学園にも視察で来たことがあったらしく、セレスはちょうどその日は体調不良で休んでいたが、現場にいた女子生徒たちが翌日も騒いでいたのを覚えている。
「そういえば、セレスは陛下と会ったことはないのか?もしくは、少しでも見かけたとか」
「ありません。今思えば、陛下関連の行事がある時などは、けっこう熱が出たりして部屋から出られなかったことが多かったです。これって陛下に会うなってことだったんでしょうか?」
月のお母様が止めたとしか思えない。もしくは、姉の誰かの仕業かもしれない。
「……そうかもね」
今のジークフリードを見て、もっと幼い頃にセレスと出会っていたらと考えると……うん、だめだ。
監禁一直線の未来しか見えない。
あのくそ忙しかった時にセレスのことまで加わっていたら、さすがのオースティでも事態は止められない。
セレスを保護とか無理だし、ジークフリードの精神の安定ためにも、引き離せなかったに違いない。
当時十八歳のジークフリードが六歳のセレスにすがる姿もどうかと思う。
「セレス」
「はい」
「会えない時は無理して会う必要はないよ。
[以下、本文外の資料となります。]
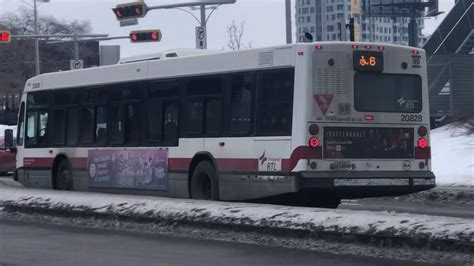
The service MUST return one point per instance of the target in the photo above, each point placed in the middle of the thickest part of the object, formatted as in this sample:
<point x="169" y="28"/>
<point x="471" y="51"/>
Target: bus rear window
<point x="395" y="93"/>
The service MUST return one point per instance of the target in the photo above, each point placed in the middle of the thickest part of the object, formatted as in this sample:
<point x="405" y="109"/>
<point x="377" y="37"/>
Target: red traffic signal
<point x="145" y="36"/>
<point x="5" y="36"/>
<point x="130" y="11"/>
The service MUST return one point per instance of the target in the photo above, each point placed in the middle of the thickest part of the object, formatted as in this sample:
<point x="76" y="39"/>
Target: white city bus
<point x="314" y="123"/>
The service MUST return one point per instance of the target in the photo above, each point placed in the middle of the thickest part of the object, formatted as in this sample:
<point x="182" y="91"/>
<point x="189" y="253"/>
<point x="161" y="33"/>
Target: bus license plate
<point x="341" y="166"/>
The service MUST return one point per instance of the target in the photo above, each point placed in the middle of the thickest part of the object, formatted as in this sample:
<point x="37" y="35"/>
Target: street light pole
<point x="37" y="66"/>
<point x="288" y="21"/>
<point x="203" y="23"/>
<point x="35" y="11"/>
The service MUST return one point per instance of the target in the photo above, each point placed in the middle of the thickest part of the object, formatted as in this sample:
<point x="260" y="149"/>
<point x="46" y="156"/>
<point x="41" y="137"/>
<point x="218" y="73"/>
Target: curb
<point x="385" y="238"/>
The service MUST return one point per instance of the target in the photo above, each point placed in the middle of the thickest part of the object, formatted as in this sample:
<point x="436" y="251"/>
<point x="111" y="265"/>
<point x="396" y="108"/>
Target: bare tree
<point x="236" y="34"/>
<point x="16" y="58"/>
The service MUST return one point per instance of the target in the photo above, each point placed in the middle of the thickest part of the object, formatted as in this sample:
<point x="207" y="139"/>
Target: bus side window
<point x="116" y="124"/>
<point x="59" y="133"/>
<point x="42" y="128"/>
<point x="72" y="126"/>
<point x="87" y="125"/>
<point x="275" y="102"/>
<point x="21" y="126"/>
<point x="170" y="120"/>
<point x="132" y="123"/>
<point x="155" y="121"/>
<point x="30" y="129"/>
<point x="242" y="91"/>
<point x="37" y="119"/>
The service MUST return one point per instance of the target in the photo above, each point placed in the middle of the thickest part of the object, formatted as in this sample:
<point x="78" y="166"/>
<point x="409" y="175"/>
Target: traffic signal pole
<point x="201" y="32"/>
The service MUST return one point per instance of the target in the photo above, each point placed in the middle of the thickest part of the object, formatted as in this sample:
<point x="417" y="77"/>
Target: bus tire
<point x="64" y="180"/>
<point x="204" y="182"/>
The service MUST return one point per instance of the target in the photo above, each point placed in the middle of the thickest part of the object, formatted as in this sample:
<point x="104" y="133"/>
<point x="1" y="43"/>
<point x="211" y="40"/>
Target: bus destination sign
<point x="368" y="61"/>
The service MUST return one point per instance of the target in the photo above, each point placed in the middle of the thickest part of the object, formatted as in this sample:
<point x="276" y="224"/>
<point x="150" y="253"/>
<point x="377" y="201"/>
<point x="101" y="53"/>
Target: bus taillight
<point x="313" y="129"/>
<point x="314" y="142"/>
<point x="422" y="131"/>
<point x="369" y="118"/>
<point x="422" y="143"/>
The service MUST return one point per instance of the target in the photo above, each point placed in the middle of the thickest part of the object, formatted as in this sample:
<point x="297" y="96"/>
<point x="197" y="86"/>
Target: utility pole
<point x="35" y="15"/>
<point x="289" y="38"/>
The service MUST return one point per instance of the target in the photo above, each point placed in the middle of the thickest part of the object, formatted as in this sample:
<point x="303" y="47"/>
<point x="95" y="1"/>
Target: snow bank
<point x="452" y="156"/>
<point x="253" y="216"/>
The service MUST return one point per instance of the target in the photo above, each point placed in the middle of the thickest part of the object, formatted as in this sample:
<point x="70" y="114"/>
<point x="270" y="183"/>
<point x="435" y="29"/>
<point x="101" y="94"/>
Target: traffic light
<point x="130" y="11"/>
<point x="145" y="36"/>
<point x="5" y="36"/>
<point x="351" y="29"/>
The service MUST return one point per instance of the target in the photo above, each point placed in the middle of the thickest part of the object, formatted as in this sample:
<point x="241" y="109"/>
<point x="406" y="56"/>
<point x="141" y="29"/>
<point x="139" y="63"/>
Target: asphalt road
<point x="435" y="209"/>
<point x="409" y="207"/>
<point x="31" y="244"/>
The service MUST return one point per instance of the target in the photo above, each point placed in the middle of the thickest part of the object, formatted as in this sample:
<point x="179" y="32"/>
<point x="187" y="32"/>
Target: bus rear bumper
<point x="362" y="184"/>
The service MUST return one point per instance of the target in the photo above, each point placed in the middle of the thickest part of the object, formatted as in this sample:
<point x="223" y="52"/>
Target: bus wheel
<point x="64" y="176"/>
<point x="204" y="182"/>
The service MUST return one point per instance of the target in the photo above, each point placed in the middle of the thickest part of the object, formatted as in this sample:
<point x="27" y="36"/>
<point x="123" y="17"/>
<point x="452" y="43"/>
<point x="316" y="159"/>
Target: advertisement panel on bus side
<point x="138" y="169"/>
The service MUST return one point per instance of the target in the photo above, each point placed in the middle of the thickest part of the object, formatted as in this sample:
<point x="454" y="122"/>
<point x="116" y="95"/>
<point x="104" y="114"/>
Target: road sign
<point x="77" y="64"/>
<point x="201" y="38"/>
<point x="129" y="22"/>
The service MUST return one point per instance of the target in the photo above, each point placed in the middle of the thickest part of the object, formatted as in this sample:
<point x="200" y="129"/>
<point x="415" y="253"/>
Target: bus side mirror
<point x="9" y="143"/>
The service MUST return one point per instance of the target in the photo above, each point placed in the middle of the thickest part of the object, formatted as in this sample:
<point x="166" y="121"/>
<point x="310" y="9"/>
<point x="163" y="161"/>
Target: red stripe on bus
<point x="223" y="164"/>
<point x="179" y="163"/>
<point x="79" y="163"/>
<point x="237" y="164"/>
<point x="38" y="162"/>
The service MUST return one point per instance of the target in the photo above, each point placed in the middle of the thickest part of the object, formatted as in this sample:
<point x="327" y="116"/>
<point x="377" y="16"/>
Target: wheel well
<point x="56" y="163"/>
<point x="199" y="157"/>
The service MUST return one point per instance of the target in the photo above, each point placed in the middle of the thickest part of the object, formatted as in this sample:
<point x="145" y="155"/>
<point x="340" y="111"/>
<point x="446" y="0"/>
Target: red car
<point x="7" y="159"/>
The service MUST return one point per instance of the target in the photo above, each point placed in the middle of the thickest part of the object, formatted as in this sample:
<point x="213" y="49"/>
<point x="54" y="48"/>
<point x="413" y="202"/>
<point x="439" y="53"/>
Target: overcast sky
<point x="264" y="22"/>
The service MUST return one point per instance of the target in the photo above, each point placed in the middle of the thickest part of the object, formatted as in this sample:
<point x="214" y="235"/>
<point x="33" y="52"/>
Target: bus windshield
<point x="376" y="92"/>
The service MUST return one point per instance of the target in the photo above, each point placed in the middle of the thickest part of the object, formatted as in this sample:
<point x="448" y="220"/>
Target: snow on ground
<point x="387" y="224"/>
<point x="452" y="156"/>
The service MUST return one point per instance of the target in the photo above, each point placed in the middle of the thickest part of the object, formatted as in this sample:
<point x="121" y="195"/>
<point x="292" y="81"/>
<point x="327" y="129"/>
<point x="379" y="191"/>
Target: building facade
<point x="326" y="20"/>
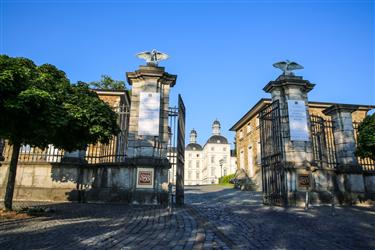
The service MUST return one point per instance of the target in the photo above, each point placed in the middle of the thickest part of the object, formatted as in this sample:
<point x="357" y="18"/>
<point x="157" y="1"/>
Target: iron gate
<point x="180" y="153"/>
<point x="273" y="170"/>
<point x="322" y="142"/>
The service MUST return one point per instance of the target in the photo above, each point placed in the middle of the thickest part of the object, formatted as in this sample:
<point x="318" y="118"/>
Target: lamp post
<point x="1" y="149"/>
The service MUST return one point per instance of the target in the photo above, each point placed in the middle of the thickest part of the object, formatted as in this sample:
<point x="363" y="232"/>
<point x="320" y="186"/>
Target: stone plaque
<point x="298" y="121"/>
<point x="304" y="181"/>
<point x="145" y="178"/>
<point x="149" y="113"/>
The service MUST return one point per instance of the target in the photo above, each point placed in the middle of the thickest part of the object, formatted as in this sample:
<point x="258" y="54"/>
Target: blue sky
<point x="222" y="51"/>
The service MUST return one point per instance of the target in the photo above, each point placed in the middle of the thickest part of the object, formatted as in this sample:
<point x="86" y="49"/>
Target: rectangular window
<point x="25" y="148"/>
<point x="242" y="160"/>
<point x="259" y="155"/>
<point x="248" y="128"/>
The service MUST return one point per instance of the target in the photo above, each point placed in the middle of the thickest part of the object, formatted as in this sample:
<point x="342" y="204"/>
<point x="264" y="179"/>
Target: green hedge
<point x="226" y="179"/>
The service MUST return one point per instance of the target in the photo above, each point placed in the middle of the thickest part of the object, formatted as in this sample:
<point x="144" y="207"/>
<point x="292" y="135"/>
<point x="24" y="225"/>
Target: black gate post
<point x="180" y="153"/>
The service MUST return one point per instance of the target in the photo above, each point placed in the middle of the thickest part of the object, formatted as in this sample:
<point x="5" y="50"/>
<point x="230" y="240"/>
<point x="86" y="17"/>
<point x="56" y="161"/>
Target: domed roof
<point x="218" y="139"/>
<point x="216" y="122"/>
<point x="194" y="147"/>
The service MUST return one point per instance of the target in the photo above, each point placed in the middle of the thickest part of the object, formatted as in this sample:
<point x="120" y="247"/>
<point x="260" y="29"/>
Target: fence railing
<point x="113" y="152"/>
<point x="367" y="164"/>
<point x="323" y="143"/>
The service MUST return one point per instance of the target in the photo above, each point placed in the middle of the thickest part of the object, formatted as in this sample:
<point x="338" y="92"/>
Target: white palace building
<point x="205" y="165"/>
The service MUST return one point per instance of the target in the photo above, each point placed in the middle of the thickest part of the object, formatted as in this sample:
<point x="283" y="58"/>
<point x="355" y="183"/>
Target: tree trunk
<point x="8" y="200"/>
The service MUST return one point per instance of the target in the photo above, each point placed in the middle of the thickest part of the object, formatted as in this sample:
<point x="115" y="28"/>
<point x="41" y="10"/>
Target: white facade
<point x="206" y="165"/>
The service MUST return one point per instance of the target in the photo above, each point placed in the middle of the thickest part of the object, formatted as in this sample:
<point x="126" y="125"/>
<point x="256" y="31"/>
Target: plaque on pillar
<point x="298" y="120"/>
<point x="145" y="178"/>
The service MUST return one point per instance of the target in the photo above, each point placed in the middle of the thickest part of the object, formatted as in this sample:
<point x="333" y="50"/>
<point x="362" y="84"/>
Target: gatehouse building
<point x="205" y="165"/>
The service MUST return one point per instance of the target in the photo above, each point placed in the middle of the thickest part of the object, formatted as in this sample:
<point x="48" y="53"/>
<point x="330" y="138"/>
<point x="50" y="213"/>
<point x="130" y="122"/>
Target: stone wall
<point x="71" y="182"/>
<point x="246" y="138"/>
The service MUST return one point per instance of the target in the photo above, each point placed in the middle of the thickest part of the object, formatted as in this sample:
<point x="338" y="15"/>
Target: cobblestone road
<point x="214" y="218"/>
<point x="249" y="225"/>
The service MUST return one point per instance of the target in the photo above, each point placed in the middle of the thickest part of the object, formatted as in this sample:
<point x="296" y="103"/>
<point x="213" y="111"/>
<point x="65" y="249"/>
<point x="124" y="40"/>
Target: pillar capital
<point x="340" y="108"/>
<point x="285" y="81"/>
<point x="147" y="72"/>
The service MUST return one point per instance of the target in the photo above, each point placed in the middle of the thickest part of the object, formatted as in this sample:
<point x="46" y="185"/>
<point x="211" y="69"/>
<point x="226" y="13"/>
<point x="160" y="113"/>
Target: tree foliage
<point x="39" y="106"/>
<point x="366" y="138"/>
<point x="107" y="83"/>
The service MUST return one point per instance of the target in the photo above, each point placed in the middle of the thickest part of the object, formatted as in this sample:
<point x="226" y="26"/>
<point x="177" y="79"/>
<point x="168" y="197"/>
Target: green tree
<point x="107" y="83"/>
<point x="366" y="138"/>
<point x="39" y="106"/>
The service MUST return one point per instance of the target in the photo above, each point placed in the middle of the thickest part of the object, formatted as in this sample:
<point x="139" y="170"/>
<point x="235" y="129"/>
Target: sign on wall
<point x="149" y="113"/>
<point x="303" y="181"/>
<point x="298" y="121"/>
<point x="145" y="178"/>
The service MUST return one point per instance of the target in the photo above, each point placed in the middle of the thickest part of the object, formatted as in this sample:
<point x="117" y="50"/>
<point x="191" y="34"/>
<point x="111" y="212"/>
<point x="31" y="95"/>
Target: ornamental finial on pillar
<point x="287" y="67"/>
<point x="152" y="58"/>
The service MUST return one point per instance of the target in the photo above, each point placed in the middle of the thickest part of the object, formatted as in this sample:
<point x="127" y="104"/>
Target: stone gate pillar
<point x="350" y="181"/>
<point x="291" y="92"/>
<point x="148" y="132"/>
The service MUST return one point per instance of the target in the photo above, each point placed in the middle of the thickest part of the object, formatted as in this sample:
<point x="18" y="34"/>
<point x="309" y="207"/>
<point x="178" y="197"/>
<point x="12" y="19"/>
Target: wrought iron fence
<point x="172" y="144"/>
<point x="367" y="164"/>
<point x="323" y="143"/>
<point x="115" y="150"/>
<point x="273" y="169"/>
<point x="34" y="154"/>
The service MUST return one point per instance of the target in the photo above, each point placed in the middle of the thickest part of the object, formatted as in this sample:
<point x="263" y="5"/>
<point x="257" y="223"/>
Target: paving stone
<point x="214" y="218"/>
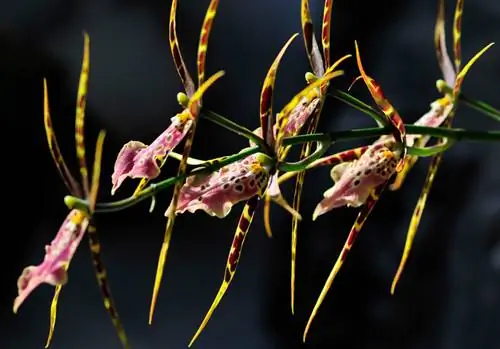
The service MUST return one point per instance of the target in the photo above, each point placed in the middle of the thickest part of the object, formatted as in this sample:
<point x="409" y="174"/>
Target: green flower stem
<point x="480" y="106"/>
<point x="234" y="127"/>
<point x="379" y="117"/>
<point x="361" y="106"/>
<point x="154" y="188"/>
<point x="441" y="132"/>
<point x="304" y="163"/>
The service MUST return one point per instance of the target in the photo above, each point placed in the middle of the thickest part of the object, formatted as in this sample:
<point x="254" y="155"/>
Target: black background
<point x="449" y="295"/>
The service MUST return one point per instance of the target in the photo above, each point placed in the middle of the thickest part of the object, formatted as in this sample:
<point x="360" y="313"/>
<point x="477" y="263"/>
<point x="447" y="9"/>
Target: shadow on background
<point x="449" y="296"/>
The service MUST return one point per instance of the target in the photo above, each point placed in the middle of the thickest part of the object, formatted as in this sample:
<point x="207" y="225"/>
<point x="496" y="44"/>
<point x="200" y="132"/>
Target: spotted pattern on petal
<point x="57" y="256"/>
<point x="218" y="192"/>
<point x="354" y="180"/>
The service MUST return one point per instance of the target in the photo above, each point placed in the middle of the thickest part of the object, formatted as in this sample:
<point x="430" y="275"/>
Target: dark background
<point x="449" y="295"/>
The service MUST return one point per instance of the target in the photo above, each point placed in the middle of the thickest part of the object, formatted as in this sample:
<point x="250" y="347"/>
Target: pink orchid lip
<point x="354" y="180"/>
<point x="58" y="255"/>
<point x="217" y="192"/>
<point x="137" y="160"/>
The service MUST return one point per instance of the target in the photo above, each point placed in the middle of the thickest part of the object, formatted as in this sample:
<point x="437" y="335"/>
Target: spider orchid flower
<point x="442" y="112"/>
<point x="58" y="255"/>
<point x="359" y="182"/>
<point x="138" y="160"/>
<point x="306" y="111"/>
<point x="247" y="180"/>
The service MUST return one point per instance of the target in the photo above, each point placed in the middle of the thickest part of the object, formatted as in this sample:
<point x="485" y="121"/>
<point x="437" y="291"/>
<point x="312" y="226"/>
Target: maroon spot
<point x="308" y="32"/>
<point x="235" y="255"/>
<point x="417" y="211"/>
<point x="227" y="275"/>
<point x="265" y="98"/>
<point x="172" y="29"/>
<point x="204" y="36"/>
<point x="326" y="31"/>
<point x="81" y="102"/>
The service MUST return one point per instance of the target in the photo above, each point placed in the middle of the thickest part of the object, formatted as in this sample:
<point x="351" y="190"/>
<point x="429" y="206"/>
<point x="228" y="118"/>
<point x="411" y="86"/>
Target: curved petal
<point x="356" y="228"/>
<point x="216" y="193"/>
<point x="232" y="260"/>
<point x="355" y="180"/>
<point x="57" y="256"/>
<point x="136" y="160"/>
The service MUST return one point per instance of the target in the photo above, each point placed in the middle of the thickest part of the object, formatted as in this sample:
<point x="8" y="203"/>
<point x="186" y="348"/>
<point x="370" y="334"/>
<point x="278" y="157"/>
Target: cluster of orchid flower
<point x="360" y="175"/>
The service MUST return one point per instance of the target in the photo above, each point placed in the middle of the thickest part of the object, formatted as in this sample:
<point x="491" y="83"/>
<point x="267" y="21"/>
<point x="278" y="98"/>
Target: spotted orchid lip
<point x="58" y="255"/>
きっと神々もよき時を選んでくれるから」
「はい?」
急にオースティがおかしなことを言い出した。
神々?よき時?
「あの……?」
「深く考えなくていいよ。こういうのは、何となく流れに身を任せた方がいいんじゃないかな」
「あの……はい……」
何となく深く聞いてはいけない気がして、セレスはそれ以上、何も言えなかった。